L’annonce
Alors que la nuit commence à tomber autour de moi déployant ses ailes obscures luttant contre le jour qui décroît,
Je m’assois enfin et exhale un soupir à mi-chemin entre le soulagement et l’épuisement des longues journées passées dans le froid.
J’aime ce fauteuil placé dans un coin chaud du salon,
Isolé du passage, sa position me permet une vision panoramique dissimulé dans mon bastion.
La fatigue me paraît plus présente qu’à l’accoutumée,
Mes entraînements n’ont pourtant pas changé, les kilomètres avalés ne m’ont jamais tant éprouvé.
Le Mal doit progresser au plus profond de mes entrailles.

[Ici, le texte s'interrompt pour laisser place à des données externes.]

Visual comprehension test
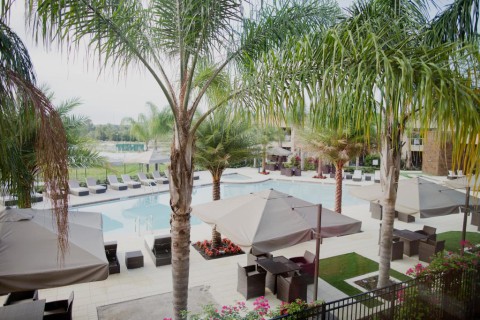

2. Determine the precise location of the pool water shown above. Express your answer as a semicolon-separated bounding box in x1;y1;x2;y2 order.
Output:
76;180;365;234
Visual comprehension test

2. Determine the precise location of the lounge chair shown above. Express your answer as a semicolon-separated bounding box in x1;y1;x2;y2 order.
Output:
122;174;142;189
0;194;18;207
107;175;128;190
137;172;156;186
352;170;362;181
85;178;107;193
68;180;90;197
152;171;168;184
103;241;120;274
43;291;74;320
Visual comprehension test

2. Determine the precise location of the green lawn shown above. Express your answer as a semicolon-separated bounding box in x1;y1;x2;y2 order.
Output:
319;252;411;296
437;231;480;252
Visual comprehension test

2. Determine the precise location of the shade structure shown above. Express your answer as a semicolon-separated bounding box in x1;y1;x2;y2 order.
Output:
124;150;170;165
192;190;360;252
0;209;108;294
267;147;292;157
350;178;478;218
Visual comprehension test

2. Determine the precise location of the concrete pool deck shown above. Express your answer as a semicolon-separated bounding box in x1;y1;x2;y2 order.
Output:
0;168;477;320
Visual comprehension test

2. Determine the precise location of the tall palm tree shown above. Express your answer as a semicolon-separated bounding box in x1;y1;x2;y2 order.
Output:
195;109;255;247
300;128;365;213
252;0;480;287
0;18;68;255
28;0;337;319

La femme en blouse blanche a été claire, le cancer est là, il faut le nommer et s’engager dans la bataille.
Je ferme les yeux quelques instants pour que passe l’étourdissement.

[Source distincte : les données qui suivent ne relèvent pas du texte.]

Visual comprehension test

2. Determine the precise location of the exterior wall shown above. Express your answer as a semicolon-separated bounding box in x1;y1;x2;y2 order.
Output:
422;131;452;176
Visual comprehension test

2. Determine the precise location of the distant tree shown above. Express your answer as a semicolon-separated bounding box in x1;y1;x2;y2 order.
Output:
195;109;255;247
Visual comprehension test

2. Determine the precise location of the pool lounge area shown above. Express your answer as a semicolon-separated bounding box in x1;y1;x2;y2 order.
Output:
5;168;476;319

Le foyer à cet instant est loin du havre de paix reposant :
Les enfants s’ébattent, se battent, se lancent dans d’épiques combats de Titans.
Loin de peser sur mon état, ces bruits, ces rires incessants me rappellent à chaque instant que je suis vivant.
Si l’atmosphère est encore si légère à cette heure où le jour renonce,
C’est que je ne suis pas encore parvenu au moment suspendu qu’est l’annonce.
Plusieurs jours ont passé depuis cet instant où je suis passé d’un monde nonchalant aux sombres lueurs des innocents en suspens.
Ce n’est pas la honte ou la crainte qui me font redouter ce moment,
Mais je ne me résous pas à mettre fin à ces jeux d’enfants.
Je sais très bien qu’à la seconde où le mot « malade » sera prononcé,
Le destin de chacun s’en trouvera changé à jamais.
Le petit dernier me dira bien de sa voix fluette mais assurée que ce n’est pas grave et qu’il va me soigner,
Je verrai bien dans le regard de l’aînée un mélange de peur et de colère de mettre ainsi un terme à nos vies bien réglées.
Je sens bien qu’en moi ce foutu crabe déploie ses pattes articulées et qu’un compte à rebours est lancé.
Comment pourrai-je briser cet équilibre dont le semblant d’immanence rassure ?
Alors que son vrai visage est qu’il ne suffit d’un rien pour qu’il bascule, terrible quadrature.
Je repousse, j’annule, je retarde,
Le moment approche où aux yeux de tous je passerai de l’autre côté du miroir, celui des lumières blafardes.
« Les enfants, mes chéris, venez voir ; papa doit vous parler ».